A former Google software engineer claims to have cracked a zip file containing $300,000 after being contacted on LinkedIn.
Michael Stay, a former software engineer with Google and the current CTO of smart contract and decentralized application (Dapp) firm, Pyrofex, claims to have successfully hacked a zip file containing the private keys to over $300,000 in Bitcoin (BTC).
In a blog post, Stay says that his journey began when he received a message from “a Russian guy” on LinkedIn about six months ago.
Software engineer contacted on LinkedIn regarding paper from 2000
The Russian had read a paper authored by Stay in 2000 describing a technique that he had used to successfully attack zip files.
“He had read that paper I’d written 19 years ago and wanted to know if the attack could work on a file with only two files, Stay writes, adding: “A quick analysis said not without an enormous amount of processing power and a lot of money.”
“Because I only had two files to work with, a lot more false positives would advance at each stage. There would end up being 273 possible keys to test, nearly 10 sextillion. I estimated it would take a large GPU farm a year to break, with a cost on the order of $100K. He astounded me by saying he could spend that much to recover the key.”

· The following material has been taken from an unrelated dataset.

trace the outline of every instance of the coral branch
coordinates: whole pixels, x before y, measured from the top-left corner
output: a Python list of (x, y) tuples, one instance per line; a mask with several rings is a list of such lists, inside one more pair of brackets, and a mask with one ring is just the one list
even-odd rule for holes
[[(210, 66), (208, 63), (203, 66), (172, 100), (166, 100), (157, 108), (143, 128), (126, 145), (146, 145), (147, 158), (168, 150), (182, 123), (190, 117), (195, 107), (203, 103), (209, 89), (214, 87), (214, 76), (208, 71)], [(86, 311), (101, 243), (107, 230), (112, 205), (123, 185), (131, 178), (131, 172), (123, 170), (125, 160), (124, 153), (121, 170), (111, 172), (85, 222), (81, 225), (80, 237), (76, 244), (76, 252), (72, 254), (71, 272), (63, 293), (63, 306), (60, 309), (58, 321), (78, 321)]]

Zip file contained keys to $300,000 in BTC
The files contained the private keys to what had been roughly $12,500 in BTC when the Russian purchased the coins during 2016. “Now they were worth upwards of $300K and he couldn’t remember the password,” says Stay.
“Luckily, he still had the original laptop and knew exactly when the encryption took place. Because InfoZip seeds its entropy using the timestamp, that promised to reduce the work enormously—”only” 10 quintillion—and made it quite feasible, a matter of a couple of months on a medium GPU farm.”
We made a contract and I got to work,” he adds.
After several months of testing, including the discovery of a bug in his GPU farm, Stay claims to have cracked the file and returned the private key to the Russian.